In the long‐run, firms can vary all of their input factors. The ability to vary the amount of input factors in the long‐run allows for the possibility that new firms will enter the market and that some existing firms will exit the market. Recall that in a perfectly competitive market, there are no barriers to the entry and exit of firms. New firms will be tempted to enter the market if some of the existing firms in the market are earning positive economic profits. Alternatively, existing firms may choose to leave the market if they are earning losses. For these reasons, the number of firms in a perfectly competitive market is unlikely to remain unchanged in the long‐run.

Zero economic profits. The entry and exit of firms, which is possible in the long‐run, will eventually cause each firm's economic profits to fall to zero. Hence, in the long‐run each firm earns normal profits. If some firms are earning positive economic profits in the short‐run, in the long‐run new firms will enter the market and the increased competition will reduce all firms' economic profits to zero. Firms that are earning negative economic profits (losses) in the short‐run will have to either make some changes in their fixed factors of production in the long‐run or choose to leave the market in the long‐run. A perfectly competitive market achieves long‐run equilibrium when all firms are earning zero economic profits and when the number of firms in the market is not changing.

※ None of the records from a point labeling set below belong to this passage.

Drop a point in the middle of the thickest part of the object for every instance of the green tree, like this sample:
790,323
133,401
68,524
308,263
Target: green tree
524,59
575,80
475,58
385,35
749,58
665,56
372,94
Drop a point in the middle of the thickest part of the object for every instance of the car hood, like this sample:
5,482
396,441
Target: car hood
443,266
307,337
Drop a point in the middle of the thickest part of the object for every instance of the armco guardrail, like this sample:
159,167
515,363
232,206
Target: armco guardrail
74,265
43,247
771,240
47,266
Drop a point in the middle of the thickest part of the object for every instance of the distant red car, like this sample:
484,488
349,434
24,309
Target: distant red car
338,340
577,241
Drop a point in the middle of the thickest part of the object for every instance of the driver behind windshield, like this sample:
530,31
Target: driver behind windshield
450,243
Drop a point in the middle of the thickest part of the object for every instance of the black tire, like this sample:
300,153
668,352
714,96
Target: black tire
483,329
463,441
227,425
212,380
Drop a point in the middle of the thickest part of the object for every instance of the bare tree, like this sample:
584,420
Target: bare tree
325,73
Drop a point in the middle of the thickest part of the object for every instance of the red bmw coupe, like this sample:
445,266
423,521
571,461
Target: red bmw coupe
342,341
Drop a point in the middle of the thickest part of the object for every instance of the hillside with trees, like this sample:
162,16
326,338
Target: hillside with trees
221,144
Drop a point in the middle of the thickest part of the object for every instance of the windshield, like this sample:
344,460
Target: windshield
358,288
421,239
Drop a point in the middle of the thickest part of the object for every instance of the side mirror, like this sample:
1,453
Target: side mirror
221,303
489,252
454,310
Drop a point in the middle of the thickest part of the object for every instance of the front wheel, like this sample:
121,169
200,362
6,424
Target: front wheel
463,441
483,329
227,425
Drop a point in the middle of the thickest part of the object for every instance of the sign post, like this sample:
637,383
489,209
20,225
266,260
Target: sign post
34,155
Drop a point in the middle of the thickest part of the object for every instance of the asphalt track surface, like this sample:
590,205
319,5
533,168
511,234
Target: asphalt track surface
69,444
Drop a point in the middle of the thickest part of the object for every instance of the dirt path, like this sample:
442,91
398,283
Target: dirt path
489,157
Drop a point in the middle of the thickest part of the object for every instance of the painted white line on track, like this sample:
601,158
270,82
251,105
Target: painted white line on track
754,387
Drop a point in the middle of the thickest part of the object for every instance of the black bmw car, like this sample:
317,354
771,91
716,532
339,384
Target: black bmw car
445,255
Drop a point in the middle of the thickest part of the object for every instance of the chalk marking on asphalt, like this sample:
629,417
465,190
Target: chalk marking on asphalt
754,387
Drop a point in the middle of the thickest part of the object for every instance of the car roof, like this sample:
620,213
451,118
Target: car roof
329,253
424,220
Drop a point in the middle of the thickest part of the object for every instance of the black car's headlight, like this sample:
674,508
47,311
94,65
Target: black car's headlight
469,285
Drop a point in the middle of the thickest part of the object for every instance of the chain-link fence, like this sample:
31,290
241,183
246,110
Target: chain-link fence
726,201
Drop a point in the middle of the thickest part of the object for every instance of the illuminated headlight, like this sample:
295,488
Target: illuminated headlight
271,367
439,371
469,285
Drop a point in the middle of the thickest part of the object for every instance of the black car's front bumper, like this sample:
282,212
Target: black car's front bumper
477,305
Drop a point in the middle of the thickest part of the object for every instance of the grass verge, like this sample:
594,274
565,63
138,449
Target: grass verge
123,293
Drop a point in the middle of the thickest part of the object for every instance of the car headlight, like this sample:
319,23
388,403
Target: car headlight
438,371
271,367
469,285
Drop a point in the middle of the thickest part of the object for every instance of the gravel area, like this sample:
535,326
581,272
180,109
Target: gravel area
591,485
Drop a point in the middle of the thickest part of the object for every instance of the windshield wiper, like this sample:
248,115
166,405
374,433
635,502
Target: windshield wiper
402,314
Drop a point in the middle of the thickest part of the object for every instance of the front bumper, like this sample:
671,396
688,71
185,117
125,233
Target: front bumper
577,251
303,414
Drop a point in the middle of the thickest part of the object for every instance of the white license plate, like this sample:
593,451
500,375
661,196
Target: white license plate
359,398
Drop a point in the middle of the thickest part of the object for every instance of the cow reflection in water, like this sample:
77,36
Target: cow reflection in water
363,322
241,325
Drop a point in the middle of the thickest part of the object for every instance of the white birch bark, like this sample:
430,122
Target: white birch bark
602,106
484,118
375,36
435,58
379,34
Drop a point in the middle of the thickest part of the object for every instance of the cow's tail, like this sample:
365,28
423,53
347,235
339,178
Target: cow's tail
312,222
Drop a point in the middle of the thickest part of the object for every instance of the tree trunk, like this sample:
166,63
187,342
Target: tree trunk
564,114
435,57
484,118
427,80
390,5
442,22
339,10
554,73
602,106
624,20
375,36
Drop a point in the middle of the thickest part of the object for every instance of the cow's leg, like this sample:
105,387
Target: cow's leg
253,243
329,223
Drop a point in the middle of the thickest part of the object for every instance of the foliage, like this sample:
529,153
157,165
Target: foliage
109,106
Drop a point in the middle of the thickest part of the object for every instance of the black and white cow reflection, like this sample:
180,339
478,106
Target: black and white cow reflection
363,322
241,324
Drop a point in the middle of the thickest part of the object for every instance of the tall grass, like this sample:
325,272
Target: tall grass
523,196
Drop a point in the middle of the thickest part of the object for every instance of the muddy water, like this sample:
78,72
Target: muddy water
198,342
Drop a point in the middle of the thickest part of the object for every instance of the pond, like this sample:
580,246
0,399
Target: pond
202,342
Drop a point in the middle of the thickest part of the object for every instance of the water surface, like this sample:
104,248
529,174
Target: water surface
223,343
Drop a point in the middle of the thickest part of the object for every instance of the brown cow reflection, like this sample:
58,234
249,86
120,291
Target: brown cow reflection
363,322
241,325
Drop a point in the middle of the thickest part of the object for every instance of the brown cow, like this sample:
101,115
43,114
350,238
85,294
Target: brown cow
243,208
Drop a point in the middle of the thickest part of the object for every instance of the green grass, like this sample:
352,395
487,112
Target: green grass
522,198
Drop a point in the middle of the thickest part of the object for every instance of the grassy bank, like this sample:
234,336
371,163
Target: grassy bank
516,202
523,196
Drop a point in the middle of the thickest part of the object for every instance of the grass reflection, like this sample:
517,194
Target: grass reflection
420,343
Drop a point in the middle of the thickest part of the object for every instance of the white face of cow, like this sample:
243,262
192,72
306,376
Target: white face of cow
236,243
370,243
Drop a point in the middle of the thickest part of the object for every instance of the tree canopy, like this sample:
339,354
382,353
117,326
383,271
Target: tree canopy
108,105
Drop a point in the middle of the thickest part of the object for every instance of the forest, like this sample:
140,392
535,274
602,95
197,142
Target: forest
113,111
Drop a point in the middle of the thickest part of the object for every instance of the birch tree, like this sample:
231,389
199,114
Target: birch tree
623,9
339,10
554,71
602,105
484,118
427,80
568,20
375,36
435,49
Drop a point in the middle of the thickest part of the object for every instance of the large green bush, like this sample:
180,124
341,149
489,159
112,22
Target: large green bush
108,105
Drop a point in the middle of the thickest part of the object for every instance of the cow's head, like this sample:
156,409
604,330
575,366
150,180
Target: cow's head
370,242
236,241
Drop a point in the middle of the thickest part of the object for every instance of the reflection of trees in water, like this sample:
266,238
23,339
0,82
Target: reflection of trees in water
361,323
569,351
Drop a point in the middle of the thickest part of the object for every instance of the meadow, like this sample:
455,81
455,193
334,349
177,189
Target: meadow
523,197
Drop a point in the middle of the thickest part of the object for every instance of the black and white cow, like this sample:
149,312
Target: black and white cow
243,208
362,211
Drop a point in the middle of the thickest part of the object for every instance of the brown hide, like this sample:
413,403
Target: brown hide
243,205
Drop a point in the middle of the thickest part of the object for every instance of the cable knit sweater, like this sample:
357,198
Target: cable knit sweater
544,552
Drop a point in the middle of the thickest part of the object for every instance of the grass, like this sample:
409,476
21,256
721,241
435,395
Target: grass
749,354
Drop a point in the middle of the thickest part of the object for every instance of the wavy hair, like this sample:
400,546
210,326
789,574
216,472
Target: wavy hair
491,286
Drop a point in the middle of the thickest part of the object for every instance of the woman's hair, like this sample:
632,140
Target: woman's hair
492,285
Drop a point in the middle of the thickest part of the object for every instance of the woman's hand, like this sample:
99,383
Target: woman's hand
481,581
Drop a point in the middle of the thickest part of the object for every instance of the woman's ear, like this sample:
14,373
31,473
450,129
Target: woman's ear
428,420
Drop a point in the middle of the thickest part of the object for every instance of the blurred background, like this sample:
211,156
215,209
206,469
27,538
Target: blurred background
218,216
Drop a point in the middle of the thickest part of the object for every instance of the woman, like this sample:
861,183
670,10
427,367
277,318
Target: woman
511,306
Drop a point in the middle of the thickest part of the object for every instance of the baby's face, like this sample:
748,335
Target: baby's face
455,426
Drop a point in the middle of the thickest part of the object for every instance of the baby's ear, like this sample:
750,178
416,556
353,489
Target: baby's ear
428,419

Minimization of long‐run average total cost. In the long‐run, a perfectly competitive firm can adjust the amount it uses of all factor inputs, including those that are fixed in the short‐run. For example, in the long‐run, the firm can adjust the size of its factory. In making these adjustments, the firm will seek to minimize its long‐run average total cost. If, in the short‐run, the firm is operating below its minimum efficient scale and experiencing economies of scale, in the long‐run it can adjust its use of factor inputs so as to increase its output to the minimum efficient scale level.

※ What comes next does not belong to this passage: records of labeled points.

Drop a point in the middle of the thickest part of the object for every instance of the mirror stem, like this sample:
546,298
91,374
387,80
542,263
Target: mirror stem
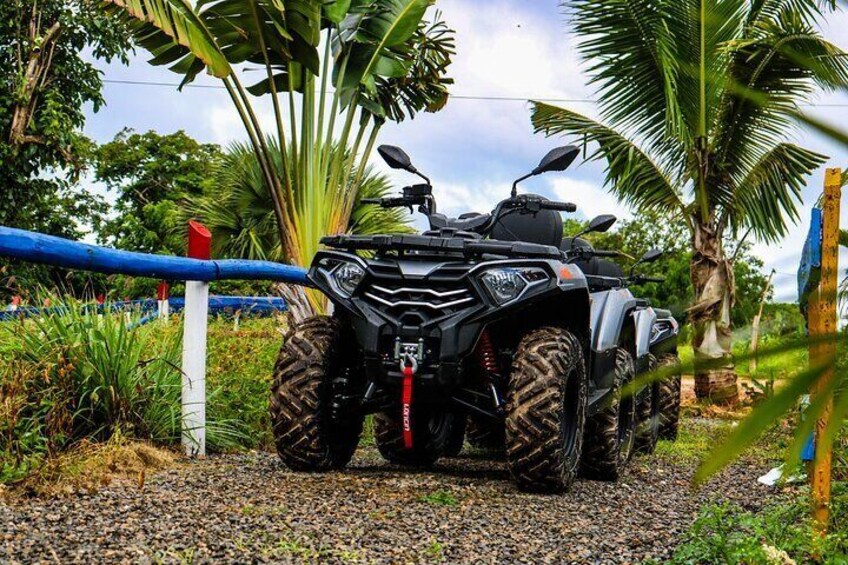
515,184
414,171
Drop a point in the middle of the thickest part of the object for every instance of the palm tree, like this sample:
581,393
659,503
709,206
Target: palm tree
240,213
696,98
380,60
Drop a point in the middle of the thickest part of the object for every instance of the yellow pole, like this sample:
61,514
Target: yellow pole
823,323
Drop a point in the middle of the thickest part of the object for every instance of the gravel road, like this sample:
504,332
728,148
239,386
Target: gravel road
249,508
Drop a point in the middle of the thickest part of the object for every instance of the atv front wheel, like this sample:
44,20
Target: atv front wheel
669,397
307,437
431,434
546,410
611,431
647,413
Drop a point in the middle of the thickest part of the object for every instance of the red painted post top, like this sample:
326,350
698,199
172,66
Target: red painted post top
199,241
162,291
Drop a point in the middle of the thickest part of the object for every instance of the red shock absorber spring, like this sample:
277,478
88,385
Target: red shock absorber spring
486,354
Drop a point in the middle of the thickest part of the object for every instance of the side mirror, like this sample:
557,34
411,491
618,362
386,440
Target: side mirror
395,157
600,224
651,255
557,159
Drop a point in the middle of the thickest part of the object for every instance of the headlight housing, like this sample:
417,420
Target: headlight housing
508,283
347,276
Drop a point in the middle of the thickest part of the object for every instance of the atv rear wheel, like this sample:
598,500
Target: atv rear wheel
486,434
312,357
669,397
546,410
610,432
647,413
431,434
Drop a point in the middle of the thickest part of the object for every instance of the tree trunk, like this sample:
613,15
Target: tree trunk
714,286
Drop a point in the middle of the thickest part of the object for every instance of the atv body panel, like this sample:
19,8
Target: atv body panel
434,303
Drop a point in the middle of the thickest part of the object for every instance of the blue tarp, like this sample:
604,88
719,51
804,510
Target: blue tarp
809,271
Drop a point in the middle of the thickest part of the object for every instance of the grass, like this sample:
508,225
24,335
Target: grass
77,377
780,533
439,498
435,551
697,436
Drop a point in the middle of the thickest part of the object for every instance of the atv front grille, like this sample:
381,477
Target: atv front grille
419,302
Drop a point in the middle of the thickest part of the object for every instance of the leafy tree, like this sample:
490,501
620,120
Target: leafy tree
240,214
152,174
381,61
45,82
651,229
696,99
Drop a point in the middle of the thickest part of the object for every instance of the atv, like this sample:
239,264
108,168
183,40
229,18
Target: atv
480,318
655,334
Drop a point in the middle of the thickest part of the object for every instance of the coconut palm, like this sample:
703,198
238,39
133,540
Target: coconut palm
240,213
380,60
696,100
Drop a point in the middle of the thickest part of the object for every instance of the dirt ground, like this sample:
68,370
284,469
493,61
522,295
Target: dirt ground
250,508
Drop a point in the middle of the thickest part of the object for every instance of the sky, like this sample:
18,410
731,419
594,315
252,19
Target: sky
476,146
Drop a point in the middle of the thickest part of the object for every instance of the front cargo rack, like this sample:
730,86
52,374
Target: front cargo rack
458,245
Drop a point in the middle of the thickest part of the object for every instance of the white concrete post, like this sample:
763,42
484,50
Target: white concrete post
194,368
194,348
162,301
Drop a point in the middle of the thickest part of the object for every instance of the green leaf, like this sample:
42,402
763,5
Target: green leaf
335,10
381,34
631,174
771,190
176,19
749,429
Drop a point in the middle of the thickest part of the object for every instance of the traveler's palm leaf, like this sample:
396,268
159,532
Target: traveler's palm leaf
175,34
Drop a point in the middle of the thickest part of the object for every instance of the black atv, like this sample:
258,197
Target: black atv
655,333
481,317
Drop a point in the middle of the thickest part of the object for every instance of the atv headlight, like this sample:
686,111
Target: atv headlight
507,284
347,277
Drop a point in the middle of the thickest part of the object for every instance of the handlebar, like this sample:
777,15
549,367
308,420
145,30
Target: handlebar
398,202
604,253
559,206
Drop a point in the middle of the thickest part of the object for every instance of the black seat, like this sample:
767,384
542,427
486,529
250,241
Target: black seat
543,227
466,222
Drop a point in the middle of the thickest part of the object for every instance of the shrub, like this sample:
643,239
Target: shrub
724,533
75,374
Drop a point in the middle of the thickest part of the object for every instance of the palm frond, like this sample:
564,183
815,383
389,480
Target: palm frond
771,191
632,61
809,10
775,68
241,218
630,173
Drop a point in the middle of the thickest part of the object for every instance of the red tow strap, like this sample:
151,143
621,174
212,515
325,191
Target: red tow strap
406,401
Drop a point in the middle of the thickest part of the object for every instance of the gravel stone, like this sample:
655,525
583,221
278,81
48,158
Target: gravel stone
250,508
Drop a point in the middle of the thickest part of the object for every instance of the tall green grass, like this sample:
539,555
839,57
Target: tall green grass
75,374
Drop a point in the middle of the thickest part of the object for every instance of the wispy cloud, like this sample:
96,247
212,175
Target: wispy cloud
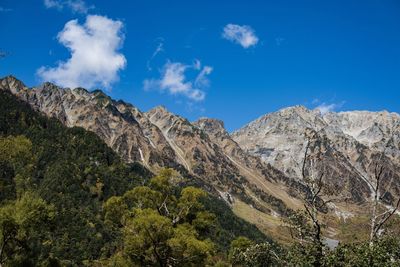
174,80
159,49
94,60
76,6
326,107
243,35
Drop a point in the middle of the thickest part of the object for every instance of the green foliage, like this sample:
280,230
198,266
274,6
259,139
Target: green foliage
161,226
244,252
94,194
385,252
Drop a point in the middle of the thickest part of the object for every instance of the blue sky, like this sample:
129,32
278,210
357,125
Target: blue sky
343,55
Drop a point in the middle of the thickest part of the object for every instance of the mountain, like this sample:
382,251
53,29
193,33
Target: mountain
257,169
76,173
352,142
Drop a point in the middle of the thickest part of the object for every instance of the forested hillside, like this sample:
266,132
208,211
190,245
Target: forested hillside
55,182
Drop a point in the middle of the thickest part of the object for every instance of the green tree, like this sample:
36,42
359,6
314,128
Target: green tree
244,252
24,226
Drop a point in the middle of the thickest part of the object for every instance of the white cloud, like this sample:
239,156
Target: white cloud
243,35
76,6
173,80
94,60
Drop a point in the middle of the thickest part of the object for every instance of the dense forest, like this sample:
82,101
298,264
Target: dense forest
66,199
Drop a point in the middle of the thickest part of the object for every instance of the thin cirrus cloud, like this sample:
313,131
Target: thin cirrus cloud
95,59
174,80
76,6
243,35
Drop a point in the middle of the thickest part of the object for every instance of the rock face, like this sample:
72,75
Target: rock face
352,143
257,168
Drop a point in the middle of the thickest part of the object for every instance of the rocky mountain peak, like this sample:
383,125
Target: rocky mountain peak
211,126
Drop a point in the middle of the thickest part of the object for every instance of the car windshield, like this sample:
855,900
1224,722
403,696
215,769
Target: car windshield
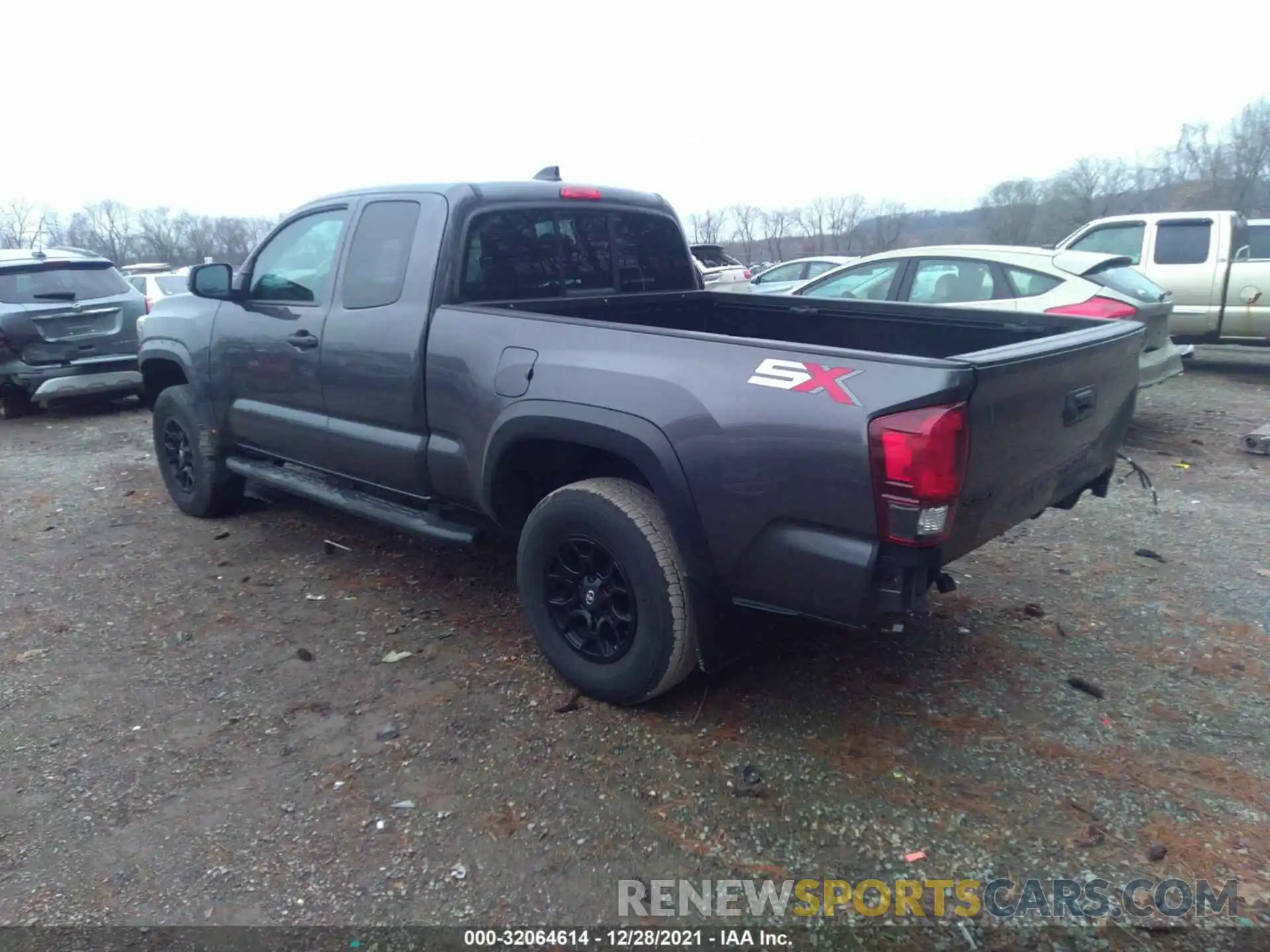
1129,282
46,284
173,286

Alternatively, if the firm is experiencing diseconomies of scale because its short‐run level of output exceeds its minimum efficient scale, in the long‐run the firm can adjust its use of factor inputs so as to reduce its output to the minimum efficient scale level. Thus, in the long‐run the firm will be operating at the minimum point of its long‐run average total cost curve.

Graphical illustration of long‐run profit maximization. The long‐run equilibrium for an individual firm in a perfectly competitive market is illustrated in Figure .


The profit maximizing level of output, where marginal cost equals marginal revenue, results in an equilibrium quantity of Q units of output. Because the firm's average total costs per unit equal the firm's marginal revenue per unit, the firm is earning zero economic profits. Furthermore, the firm is shown to be producing at the minimum point of its long‐run average total cost curve, at the minimum efficient scale level of output.

Long‐run market supply curve. The short‐run market supply curve is just the horizontal summation of all the individual firm's supply curves. The long‐run market supply curve is found by examining the responsiveness of short‐run market supply to a change in market demand. Consider the market demand and supply curves depicted in Figures (a) and (b). Here, the market demand curves are labeled D 1, and D 2, while the short‐run market supply curves are labeled S 1 and S 2.



Figure (a) depicts demand and supply curves for a market or industry in which firms face constant costs of production as output increases. At the intersection of D 1 and S 1, the market is in long‐run equilibrium at a market price of P 1. An increase in demand from D 1 to D 2 results in a new, higher market price of P 2. In the short‐run, existing firms in this market will earn positive economic profits. In the long‐run, however, new firms will enter, causing short‐run market supply to shift from S 1 to S 2 and driving the market price back down to P 1. The long‐run market supply curve is therefore given by the horizontal line at the market price, P 1

Figure (b) depicts demand and supply curves for a market or industry in which firms face increasing costs of production as output increases. Starting from a market price of P 1, an increase in demand from D 1 to D 2 increases the market price to P 2. In the short‐run, firms are earning positive economic profits. In the long‐run, new firms will enter the market, the short‐run supply curve will shift from S 1 to S 2, and the new market price will be P 3. The new, long‐run market price of P 3 is greater than the old market price of P 1 because in an increasing‐cost industry, the firm's average total costs rise as it produces more output. Thus, the long‐run market supply curve in an increasing‐cost industry will be positively sloped.